Scaling Laws
Neural Network Scaling Laws - Study Notes
Core Scaling Law Formula
L(X) = (X/X_c)^(-α_X)
Where:
- L = Loss (performance metric, lower = better)
- X = Scale factor (D for data, N for parameters, C for compute)
- X_c = Critical threshold (minimum scale where power laws apply)
- α_X = Scaling exponent (determines improvement rate)
Three Key Scaling Dimensions
1. Data Scaling: L(D) = (D/D_c)^(-α_D)
- D = Dataset size (training tokens/examples)
- D_c = Critical dataset size threshold
- α_D ≈ 0.095 for transformers
- Doubling data → Loss × 2^(-0.095) ≈ 6.8% improvement
2. Parameter Scaling: L(N) = (N/N_c)^(-α_N)
- N = Number of model parameters
- N_c = Critical parameter count threshold
- α_N ≈ 0.076 for transformers
3. Compute Scaling: L(C) = (C/C_c)^(-α_C)

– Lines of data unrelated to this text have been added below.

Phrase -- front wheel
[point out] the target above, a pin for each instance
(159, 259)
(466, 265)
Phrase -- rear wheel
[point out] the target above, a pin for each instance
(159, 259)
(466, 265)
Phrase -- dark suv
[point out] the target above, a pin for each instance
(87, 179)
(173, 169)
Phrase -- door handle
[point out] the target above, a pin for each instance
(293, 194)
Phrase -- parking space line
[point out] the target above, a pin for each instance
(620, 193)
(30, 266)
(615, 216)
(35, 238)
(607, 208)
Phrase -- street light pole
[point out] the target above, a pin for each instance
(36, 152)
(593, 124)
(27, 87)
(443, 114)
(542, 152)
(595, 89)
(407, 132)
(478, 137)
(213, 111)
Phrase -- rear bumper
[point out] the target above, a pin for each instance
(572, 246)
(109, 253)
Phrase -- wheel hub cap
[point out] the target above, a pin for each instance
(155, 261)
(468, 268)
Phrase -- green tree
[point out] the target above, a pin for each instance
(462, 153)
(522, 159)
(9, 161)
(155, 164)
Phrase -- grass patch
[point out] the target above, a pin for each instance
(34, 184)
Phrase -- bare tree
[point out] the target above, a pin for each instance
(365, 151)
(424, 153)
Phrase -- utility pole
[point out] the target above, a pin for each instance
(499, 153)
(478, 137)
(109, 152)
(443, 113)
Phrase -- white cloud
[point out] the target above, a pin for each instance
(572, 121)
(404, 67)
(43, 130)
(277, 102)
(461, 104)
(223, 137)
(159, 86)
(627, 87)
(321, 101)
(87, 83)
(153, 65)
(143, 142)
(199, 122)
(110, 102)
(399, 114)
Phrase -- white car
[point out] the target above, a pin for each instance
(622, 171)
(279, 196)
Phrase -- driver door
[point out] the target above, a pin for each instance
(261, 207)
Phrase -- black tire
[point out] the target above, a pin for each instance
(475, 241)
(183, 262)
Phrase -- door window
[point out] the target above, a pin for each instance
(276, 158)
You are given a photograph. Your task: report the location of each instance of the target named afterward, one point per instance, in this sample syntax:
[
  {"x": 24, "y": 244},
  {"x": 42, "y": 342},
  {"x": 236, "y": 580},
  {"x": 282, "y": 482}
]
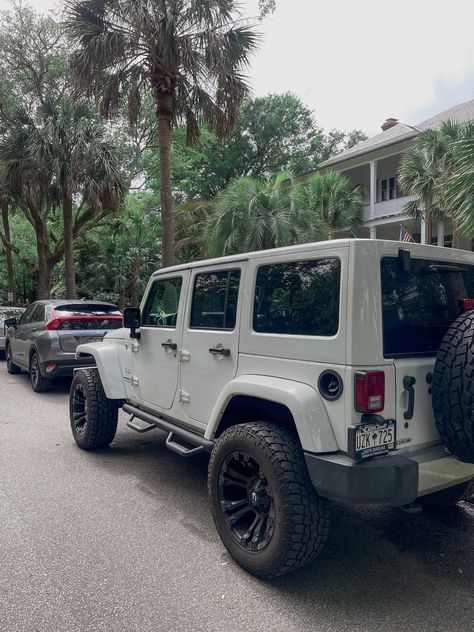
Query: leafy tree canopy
[{"x": 272, "y": 134}]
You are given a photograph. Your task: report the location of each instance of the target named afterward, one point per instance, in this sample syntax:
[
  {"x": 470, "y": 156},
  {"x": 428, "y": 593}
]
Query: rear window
[
  {"x": 85, "y": 317},
  {"x": 418, "y": 306},
  {"x": 87, "y": 310},
  {"x": 298, "y": 298},
  {"x": 10, "y": 313}
]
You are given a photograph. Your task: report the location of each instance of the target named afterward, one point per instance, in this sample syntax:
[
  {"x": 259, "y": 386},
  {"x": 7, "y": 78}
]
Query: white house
[{"x": 373, "y": 165}]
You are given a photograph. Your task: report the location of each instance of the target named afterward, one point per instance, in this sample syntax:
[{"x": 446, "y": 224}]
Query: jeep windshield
[{"x": 418, "y": 305}]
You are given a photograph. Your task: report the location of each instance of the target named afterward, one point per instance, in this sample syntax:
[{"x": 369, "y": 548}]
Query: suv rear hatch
[
  {"x": 79, "y": 323},
  {"x": 420, "y": 300}
]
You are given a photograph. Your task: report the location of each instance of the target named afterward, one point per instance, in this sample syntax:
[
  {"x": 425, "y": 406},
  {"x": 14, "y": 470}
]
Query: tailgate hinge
[{"x": 184, "y": 396}]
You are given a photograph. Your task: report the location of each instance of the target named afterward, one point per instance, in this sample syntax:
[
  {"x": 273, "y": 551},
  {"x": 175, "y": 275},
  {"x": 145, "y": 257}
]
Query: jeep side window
[
  {"x": 215, "y": 300},
  {"x": 418, "y": 306},
  {"x": 161, "y": 307},
  {"x": 298, "y": 298}
]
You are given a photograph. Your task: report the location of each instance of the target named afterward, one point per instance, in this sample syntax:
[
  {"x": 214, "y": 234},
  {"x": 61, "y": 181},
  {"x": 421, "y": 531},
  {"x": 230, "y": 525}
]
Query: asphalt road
[{"x": 123, "y": 540}]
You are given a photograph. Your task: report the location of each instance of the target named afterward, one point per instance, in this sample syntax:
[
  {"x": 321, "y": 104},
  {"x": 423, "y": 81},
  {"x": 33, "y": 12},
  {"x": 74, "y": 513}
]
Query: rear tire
[
  {"x": 445, "y": 498},
  {"x": 453, "y": 388},
  {"x": 38, "y": 383},
  {"x": 92, "y": 415},
  {"x": 266, "y": 510},
  {"x": 13, "y": 369}
]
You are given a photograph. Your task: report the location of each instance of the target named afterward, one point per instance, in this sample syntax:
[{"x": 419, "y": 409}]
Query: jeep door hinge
[
  {"x": 184, "y": 396},
  {"x": 184, "y": 356}
]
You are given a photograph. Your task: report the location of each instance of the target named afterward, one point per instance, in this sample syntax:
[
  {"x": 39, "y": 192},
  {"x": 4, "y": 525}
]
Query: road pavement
[{"x": 122, "y": 540}]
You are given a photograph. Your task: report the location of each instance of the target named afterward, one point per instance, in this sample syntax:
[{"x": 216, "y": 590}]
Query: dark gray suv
[{"x": 44, "y": 340}]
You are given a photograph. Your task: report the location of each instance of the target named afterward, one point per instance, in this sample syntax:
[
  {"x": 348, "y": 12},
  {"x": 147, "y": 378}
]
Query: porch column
[
  {"x": 423, "y": 232},
  {"x": 373, "y": 188},
  {"x": 440, "y": 233}
]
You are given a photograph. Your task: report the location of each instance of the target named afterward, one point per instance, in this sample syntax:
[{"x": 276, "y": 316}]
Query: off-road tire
[
  {"x": 38, "y": 383},
  {"x": 300, "y": 518},
  {"x": 444, "y": 499},
  {"x": 12, "y": 368},
  {"x": 92, "y": 415},
  {"x": 453, "y": 388}
]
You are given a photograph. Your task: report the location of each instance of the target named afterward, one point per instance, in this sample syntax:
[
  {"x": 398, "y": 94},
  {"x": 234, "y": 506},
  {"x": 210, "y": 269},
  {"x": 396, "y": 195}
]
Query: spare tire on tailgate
[{"x": 453, "y": 388}]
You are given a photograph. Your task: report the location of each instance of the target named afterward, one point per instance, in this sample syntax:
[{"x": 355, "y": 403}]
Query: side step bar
[{"x": 175, "y": 432}]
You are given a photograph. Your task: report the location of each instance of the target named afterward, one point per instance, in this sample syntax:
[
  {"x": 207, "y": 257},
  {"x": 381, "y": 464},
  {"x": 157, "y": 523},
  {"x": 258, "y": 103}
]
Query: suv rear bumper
[
  {"x": 63, "y": 367},
  {"x": 388, "y": 480}
]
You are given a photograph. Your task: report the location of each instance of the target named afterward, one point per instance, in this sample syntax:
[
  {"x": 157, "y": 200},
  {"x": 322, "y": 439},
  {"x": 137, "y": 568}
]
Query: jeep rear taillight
[{"x": 369, "y": 391}]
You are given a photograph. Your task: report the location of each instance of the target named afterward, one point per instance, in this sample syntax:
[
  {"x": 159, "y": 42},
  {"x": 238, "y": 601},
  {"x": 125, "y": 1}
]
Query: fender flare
[
  {"x": 304, "y": 402},
  {"x": 106, "y": 357}
]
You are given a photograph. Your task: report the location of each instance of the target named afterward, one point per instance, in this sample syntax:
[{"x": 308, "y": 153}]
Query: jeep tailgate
[{"x": 413, "y": 408}]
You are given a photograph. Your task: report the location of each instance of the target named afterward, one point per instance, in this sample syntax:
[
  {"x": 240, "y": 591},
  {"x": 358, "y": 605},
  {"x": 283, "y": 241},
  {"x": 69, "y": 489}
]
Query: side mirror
[{"x": 132, "y": 320}]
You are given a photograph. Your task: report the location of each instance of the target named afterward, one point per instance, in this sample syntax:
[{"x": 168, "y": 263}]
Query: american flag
[{"x": 405, "y": 236}]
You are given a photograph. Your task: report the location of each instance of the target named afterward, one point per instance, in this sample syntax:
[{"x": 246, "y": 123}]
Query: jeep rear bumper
[{"x": 387, "y": 480}]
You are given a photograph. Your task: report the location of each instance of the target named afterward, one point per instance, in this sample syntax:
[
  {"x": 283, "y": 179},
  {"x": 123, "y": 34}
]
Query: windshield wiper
[{"x": 441, "y": 269}]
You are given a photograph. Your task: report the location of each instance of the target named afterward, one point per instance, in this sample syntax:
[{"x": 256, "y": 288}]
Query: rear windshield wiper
[{"x": 441, "y": 269}]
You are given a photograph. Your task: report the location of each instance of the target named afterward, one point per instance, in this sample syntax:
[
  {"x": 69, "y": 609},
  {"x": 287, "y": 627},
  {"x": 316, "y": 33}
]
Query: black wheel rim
[
  {"x": 34, "y": 370},
  {"x": 79, "y": 409},
  {"x": 246, "y": 500}
]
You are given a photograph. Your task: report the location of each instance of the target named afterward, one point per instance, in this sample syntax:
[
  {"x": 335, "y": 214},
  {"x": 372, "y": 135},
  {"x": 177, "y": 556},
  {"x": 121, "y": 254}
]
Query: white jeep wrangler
[{"x": 336, "y": 370}]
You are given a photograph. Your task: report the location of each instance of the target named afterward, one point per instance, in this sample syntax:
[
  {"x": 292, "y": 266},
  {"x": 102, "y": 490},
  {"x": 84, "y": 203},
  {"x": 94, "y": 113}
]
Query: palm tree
[
  {"x": 330, "y": 203},
  {"x": 459, "y": 187},
  {"x": 424, "y": 171},
  {"x": 82, "y": 161},
  {"x": 189, "y": 53},
  {"x": 46, "y": 162},
  {"x": 254, "y": 214}
]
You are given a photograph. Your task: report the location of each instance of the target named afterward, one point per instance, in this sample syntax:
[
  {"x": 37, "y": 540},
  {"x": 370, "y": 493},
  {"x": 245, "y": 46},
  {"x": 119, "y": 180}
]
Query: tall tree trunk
[
  {"x": 43, "y": 271},
  {"x": 8, "y": 251},
  {"x": 70, "y": 275},
  {"x": 134, "y": 285},
  {"x": 122, "y": 295},
  {"x": 164, "y": 108}
]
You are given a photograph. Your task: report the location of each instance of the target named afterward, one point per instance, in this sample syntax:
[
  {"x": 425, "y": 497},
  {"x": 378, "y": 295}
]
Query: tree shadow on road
[{"x": 377, "y": 559}]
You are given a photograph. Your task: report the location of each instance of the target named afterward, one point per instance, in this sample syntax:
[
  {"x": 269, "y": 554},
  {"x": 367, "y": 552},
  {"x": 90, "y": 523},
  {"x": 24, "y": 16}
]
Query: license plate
[{"x": 371, "y": 439}]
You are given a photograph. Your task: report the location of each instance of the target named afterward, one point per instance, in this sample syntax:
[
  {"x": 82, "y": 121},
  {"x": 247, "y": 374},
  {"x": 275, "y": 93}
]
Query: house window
[
  {"x": 388, "y": 189},
  {"x": 391, "y": 189}
]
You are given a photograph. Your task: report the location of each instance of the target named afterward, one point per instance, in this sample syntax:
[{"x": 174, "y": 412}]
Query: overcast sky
[{"x": 357, "y": 62}]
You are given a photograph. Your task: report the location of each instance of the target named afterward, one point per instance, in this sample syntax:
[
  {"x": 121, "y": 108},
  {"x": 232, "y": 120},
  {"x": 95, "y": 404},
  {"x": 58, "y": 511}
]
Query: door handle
[
  {"x": 225, "y": 353},
  {"x": 408, "y": 382},
  {"x": 169, "y": 345}
]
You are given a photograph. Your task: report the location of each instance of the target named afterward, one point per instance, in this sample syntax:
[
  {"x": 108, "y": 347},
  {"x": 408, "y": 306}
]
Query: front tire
[
  {"x": 38, "y": 383},
  {"x": 92, "y": 415},
  {"x": 266, "y": 510},
  {"x": 12, "y": 368}
]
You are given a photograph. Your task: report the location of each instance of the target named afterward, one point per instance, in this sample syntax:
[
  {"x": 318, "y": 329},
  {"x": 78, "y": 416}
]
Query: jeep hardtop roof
[{"x": 370, "y": 246}]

- C = Total compute (FLOPs)
- C_c = Critical compute threshold
- α_C varies by compute allocation
Chinchilla Optimal Scaling
N_opt ∝ D_opt (approximately 1:1 ratio)
For compute budget C:
- N_opt ∝ C^0.5 (optimal parameters)
- D_opt ∝ C^0.5 (optimal training tokens)
Key Insights
Diminishing Returns
- Small exponents (α < 0.1) mean significant scaling needed for major improvements
- 10x increase in scale → ~1.25x improvement in loss
Critical Thresholds
- X_c exists because very small scales don’t follow power laws
- Below threshold = too much noise, above threshold = predictable scaling
Trade-offs
- Data scaling: Modest gains, doubles training time
- Parameter scaling: Better gains, increases inference cost
- Optimal allocation: Balance parameters and data equally
Practical Example
Doubling Training Data:
- Loss improvement: 2^(0.095) ≈ 1.068 (6.8% better)
- Training time: 2x longer
- Inference time: Unchanged
Why Scaling Laws Matter
- Predictable performance across orders of magnitude
- Resource allocation guidance (don’t overtrain small models)
- ROI planning for compute investments
- Architecture comparison via scaling exponents